Tuesday, March 27, 2018

The checks of doing it. Theology pt. 4

So far in my series of post around the topic of doing theology, I have covered the 5 ways not to do theology, explored the source of doing it correctly,and understood the help we receive from the creeds, confession, and catechism. Today I want to think through the important place the church plays in our lives of doing theology.

Before we explore today's topic, a few important points to keep in mind. First, theology is the study God, the Bible, Jesus, sin, salvation, and all the other truths the Bible brings to light. Second, all of us are theologians. Third, theology is at the heart of a Christian, in that, what a person knows and thinks always drives what they do. Fourth, doing theology is the point of both studying theology and living theology.

Doing theology together as a church, under the leading of the Holy Spirit, is the only way we can have our theology and doing theology, checked. The problem is, most Christians today reject the idea of doing theology together corporately as a church and vehemently fight the notion they have to have their theology checked. The culture of our world today teaches us 2 big ideas that fight having our theology checked and doing it in a corporate setting.

First, we are taught from little on up, individualism is critical for life. Beginning in elementary school, saturated through the consumption of media, and brought on by the fracture of the family system, children only hear about what they as an individual want. We stress the individual needs. We only focus on the individual desires. We are taught that the problem in our world takes places when we tell one another their personal individual feelings or passions are wrong. The culture and people of this country teach us the only thing that matters is the individual. We are an American culture of millions of individual wants and not a corporate thought. And sadly, most Christians have fallen prey to this lie of individualism.

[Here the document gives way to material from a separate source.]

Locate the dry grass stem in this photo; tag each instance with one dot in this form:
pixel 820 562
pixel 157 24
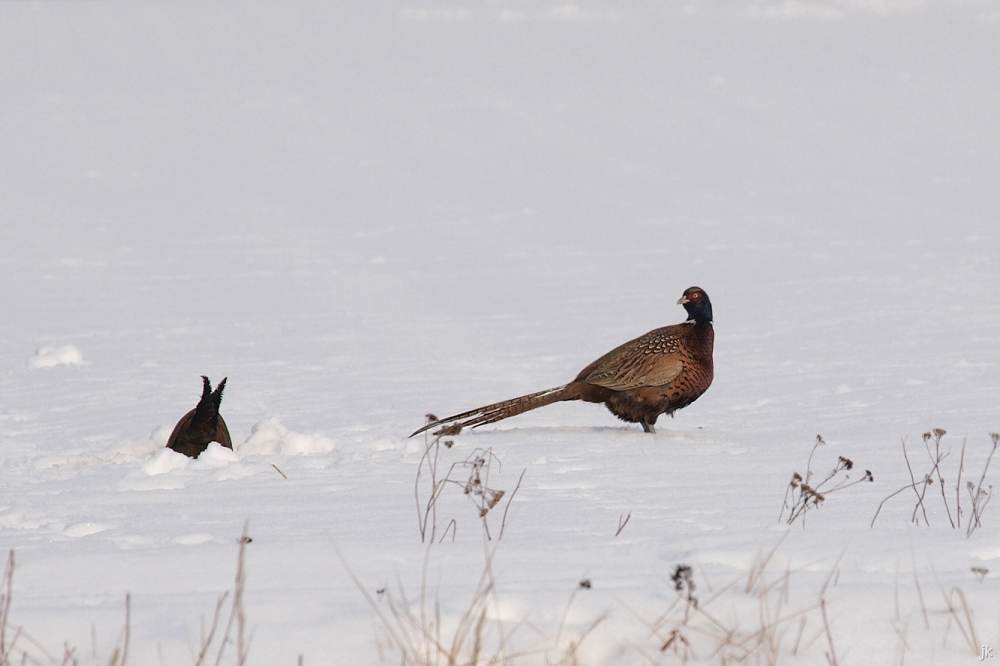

Second, we are taught to reject authority. The word "submission" has left the culture of the 21st century. To submit means to lose. To submit to anyone is seen as a negative thing. Authority is shown as bad or as something to run from. Yes, we appear to submit to authority and appear to have authority figures in our lives. But overall, American culture is a culture that fights authority and any thought pf someone else telling us what to think, feel, believe, or do. This cultural influence has also infiltrated the church. Doing theology, being put in check, and living in submission to a local church (and its authority figures) is seen as foreign and downright novel in the church today.

Yet, doing theology corporately under the authority of God's Word, the local church, and the Holy Spirit, is exactly what God's people have done historically and exactly what God's Word teaches us to do.

The Bible was written to God's people as a whole group, not an individual. The commands that God gives, always must be done in a group, as a group, in order to obey them correctly. Discipleship is an activity that can never be done in isolation. All of the stories in the Bible, of God's people, are stories with personal connection, people groups, and relationships involved. When the Holy Spirit wrote God's Word, through God's chosen writers, it was always written for the group of God's people presently and the future groups of God's people, in mind (The Holy Spirit's mind, not necessarily the writers). The Bible was meant to be learned, studied, and done as a corporate group.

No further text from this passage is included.